Bijzondere bestuurdersaansprakelijkheid bij faillissement

Bij een deficitair faillissement hebben de schuldeisers er uiteraard alle belang bij om naast de vennootschap, zo veel mogelijk andere schuldenaren te betrekken bij hun schuldvorderingen. Niet zelden wordt dan gekeken of het privévermogen van de bestuurders kan aangesproken worden. In de praktijk zijn er twee mogelijkheden om daartoe te komen. De gewone bestuurdersaansprakelijkheid is alvast een eerste optie: als de schuldeisers (of de curator die voor de schuldeisers optreedt) kunnen aantonen dat er een inbreuk werd gepleegd op het Wetboek vennootschappen en verenigingen (WVV) of op de statuten van de vennootschap, kunnen zij op basis daarvan de betrokken bestuurder aansprakelijk stellen.

Maar deze vordering heeft wat nadelen:

Als de vennootschap kwijting heeft verleend aan de bestuurders, is die weg afgesloten.

De aansprakelijkheid is persoonlijk: dat wil zeggen dat de schuldeisers voor elke individuele bestuurder moeten aantonen dat er sprake is van een schending van het WVV of van de statuten.

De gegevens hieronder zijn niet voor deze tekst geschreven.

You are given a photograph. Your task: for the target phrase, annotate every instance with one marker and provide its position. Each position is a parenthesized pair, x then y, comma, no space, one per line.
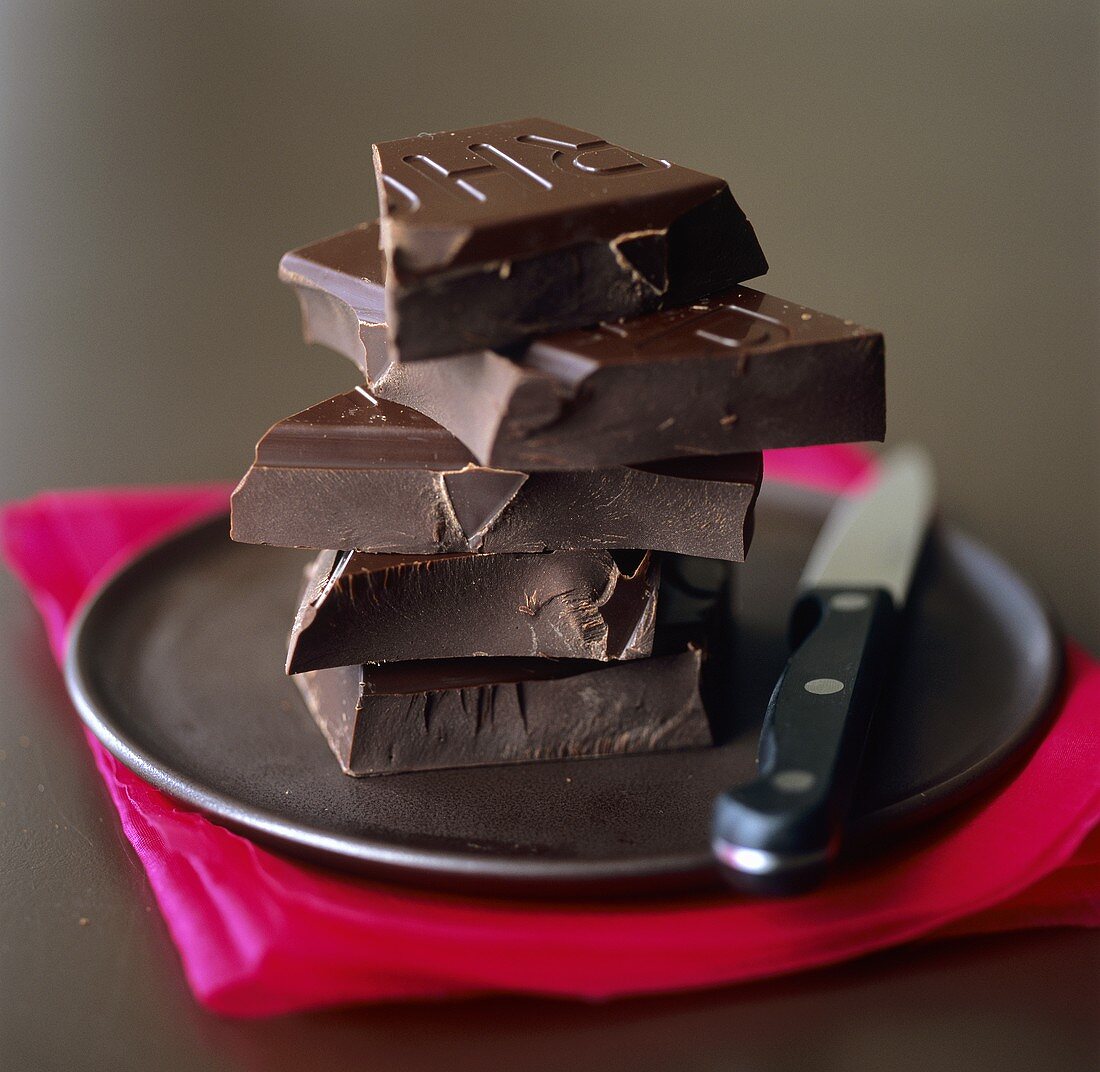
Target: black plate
(176,666)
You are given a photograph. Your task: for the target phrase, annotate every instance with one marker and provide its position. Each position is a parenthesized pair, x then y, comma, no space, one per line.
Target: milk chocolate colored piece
(476,711)
(354,473)
(499,232)
(738,372)
(381,608)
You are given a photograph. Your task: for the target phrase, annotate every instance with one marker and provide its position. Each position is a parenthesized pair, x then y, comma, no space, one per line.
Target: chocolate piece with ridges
(477,711)
(738,372)
(356,473)
(499,232)
(381,608)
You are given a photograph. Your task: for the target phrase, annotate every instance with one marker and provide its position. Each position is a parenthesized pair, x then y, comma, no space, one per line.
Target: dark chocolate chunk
(475,711)
(738,372)
(355,473)
(499,232)
(381,608)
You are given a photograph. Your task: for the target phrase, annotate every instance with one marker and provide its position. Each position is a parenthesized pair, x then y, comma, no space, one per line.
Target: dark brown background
(931,169)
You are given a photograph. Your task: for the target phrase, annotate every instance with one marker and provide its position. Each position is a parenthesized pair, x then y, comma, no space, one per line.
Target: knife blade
(780,832)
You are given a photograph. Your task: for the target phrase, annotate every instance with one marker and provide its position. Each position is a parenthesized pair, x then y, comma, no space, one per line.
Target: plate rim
(419,864)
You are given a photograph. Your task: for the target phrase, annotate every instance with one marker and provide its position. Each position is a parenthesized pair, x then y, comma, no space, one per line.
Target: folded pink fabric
(261,935)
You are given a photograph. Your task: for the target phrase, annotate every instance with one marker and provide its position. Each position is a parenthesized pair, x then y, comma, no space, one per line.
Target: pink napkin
(260,934)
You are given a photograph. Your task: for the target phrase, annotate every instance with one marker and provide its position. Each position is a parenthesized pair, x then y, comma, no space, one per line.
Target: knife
(778,833)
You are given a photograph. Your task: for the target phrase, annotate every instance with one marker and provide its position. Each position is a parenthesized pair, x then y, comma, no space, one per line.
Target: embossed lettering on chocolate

Tot slot moeten ook de schade, en het verband tussen de fout en de schade bewezen worden.

Bijzondere bestuurdersaansprakelijkheid

Een tweede mogelijkheid vinden we niet in het WVV, maar wel in het Wetboek van economisch recht (WER). Artikel XX.225 van het WER bepaalt dat bij een deficitair faillissement de huidige of gewezen bestuurders, zaakvoerders, dagelijks bestuurders, leden van een directieraad of van een raad van toezicht, alsmede alle andere personen die ten aanzien van de zaken van de onderneming werkelijke bestuursbevoegdheid hebben gehad, persoonlijk en al dan niet hoofdelijk aansprakelijk worden verklaard voor het geheel of een deel van de schulden van de onderneming ten belope van het tekort, indien komt vast te staan dat een door hen begane, kennelijk grove fout heeft bijgedragen tot het faillissement.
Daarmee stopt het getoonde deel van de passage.